Saturday, September 26, 2009

over the edge

jumping off of a cliff is not my idea of fun.  whether it is a not-so-high height or the 'Cliffs of Insanity' from Princess Bride, jumping from any elevation brings nothing but a sense of panic and pressure.  for me, simplystanding close to the edge inspires anxiety and alarm, so unless my life depended on it, i'd rather just remain safely on the ground, thank you.  therefore, when i read James 1:2 this past week, the visual that came to mind was of nothing less than a ledge.
James 1:2  "....consider it pure joy, my brothers, whenever you face trials of many kinds..."
wait...what???  trials and joy seem like polar opposites at first glance!  i mean, what could bring less joy into your life than a trial?  right???  when i think of the trials i've encountered over the years i remember the hurt and the pain, the frustration and confusion, the anxiety and the fear that typically accompanied them.  i remember one year in particular, we were going thru a situation that seemed impossible.  our hands were tied.  we couldn't fix the problem...it wasn't like there was a decision that we could easily make and therefore ease the stress of the thing.  we simply had to wait it out.  later, when we could look back on it, i found myself describing my experience as one where i felt like God had led us to the edge...our toes hanging over... our footing unsteady.... but he brought us back just in time.

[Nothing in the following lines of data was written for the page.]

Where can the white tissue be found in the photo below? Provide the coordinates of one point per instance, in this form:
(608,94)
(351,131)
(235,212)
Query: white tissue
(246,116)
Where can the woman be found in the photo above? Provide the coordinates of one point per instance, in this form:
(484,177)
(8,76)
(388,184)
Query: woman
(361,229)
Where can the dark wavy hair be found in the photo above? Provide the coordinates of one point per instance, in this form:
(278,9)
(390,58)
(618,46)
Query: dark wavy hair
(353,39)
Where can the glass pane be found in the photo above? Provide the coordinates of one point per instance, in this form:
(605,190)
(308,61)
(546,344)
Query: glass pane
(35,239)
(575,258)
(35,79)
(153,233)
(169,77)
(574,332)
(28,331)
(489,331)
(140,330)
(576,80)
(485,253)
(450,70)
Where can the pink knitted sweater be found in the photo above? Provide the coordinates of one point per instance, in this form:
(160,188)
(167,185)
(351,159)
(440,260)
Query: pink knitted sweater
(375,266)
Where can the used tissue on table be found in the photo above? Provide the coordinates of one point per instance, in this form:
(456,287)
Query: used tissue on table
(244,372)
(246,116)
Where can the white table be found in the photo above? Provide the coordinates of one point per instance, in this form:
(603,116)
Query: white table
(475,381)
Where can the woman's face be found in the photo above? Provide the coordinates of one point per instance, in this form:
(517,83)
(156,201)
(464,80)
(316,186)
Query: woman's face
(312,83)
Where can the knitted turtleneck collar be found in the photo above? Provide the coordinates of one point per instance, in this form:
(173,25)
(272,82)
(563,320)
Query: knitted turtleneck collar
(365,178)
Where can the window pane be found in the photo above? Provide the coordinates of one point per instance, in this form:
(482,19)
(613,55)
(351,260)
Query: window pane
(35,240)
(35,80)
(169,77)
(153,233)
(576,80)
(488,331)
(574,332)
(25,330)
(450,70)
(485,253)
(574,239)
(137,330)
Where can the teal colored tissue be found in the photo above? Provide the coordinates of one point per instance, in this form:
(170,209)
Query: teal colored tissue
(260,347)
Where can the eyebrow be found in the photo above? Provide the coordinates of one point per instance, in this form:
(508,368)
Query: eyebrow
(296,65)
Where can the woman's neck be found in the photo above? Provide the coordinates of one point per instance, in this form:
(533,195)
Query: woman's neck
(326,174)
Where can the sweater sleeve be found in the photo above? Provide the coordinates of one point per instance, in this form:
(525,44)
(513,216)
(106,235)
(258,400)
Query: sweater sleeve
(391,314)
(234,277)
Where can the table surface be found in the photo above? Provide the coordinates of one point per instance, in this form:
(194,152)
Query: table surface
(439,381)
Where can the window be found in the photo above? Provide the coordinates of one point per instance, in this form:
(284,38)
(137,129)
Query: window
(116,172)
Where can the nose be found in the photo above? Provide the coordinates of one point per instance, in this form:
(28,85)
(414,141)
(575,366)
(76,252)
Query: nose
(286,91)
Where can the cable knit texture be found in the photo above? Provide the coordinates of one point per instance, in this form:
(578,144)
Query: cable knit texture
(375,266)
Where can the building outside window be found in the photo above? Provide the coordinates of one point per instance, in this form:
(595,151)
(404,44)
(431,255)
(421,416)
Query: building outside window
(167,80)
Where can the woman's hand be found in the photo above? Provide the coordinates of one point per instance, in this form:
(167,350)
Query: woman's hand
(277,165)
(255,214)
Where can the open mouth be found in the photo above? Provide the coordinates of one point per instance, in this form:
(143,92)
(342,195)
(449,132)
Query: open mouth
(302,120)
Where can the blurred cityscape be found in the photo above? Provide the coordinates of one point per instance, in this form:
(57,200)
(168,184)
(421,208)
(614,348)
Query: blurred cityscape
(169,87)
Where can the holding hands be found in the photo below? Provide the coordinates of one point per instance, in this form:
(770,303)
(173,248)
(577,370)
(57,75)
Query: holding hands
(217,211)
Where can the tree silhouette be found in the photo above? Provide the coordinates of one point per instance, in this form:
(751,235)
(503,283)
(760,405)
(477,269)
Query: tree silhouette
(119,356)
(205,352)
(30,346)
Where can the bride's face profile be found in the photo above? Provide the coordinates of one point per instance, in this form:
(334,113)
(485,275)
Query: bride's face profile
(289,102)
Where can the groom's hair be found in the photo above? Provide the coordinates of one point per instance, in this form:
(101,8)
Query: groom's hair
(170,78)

here in Montana there is a great big lake that we love to take friends and family out on when they come to visit.  we know of a spot on the lake where there are some rocks that are just perfect for jumping off of and into the glacial water...if you're into that sort of thing.  the nice thing about these rocks is that once you climb up out of the water you can choose from what height you'd like to jump.  there is a nice low spot (perfect for you know who) and a crazy high spot for all the dare-devils.  i've taken part in this tomfoolery  a handful of times, each time vowing i will never again engage in such madness.  but i must admit, confess really, that there is a moment ...albeit a fleeting one... whereby i am truly engaged.  that moment when i count to 3 (for the umpteenth time) and i finally fight my fear off long enough to actually force my brain to tell my legs to 'GO'!  i am swept up in the split second between breathing and falling and preparing to hold my breath and i'm thrilled.  then i hit the water and it hurts.  but there was that flash of fun...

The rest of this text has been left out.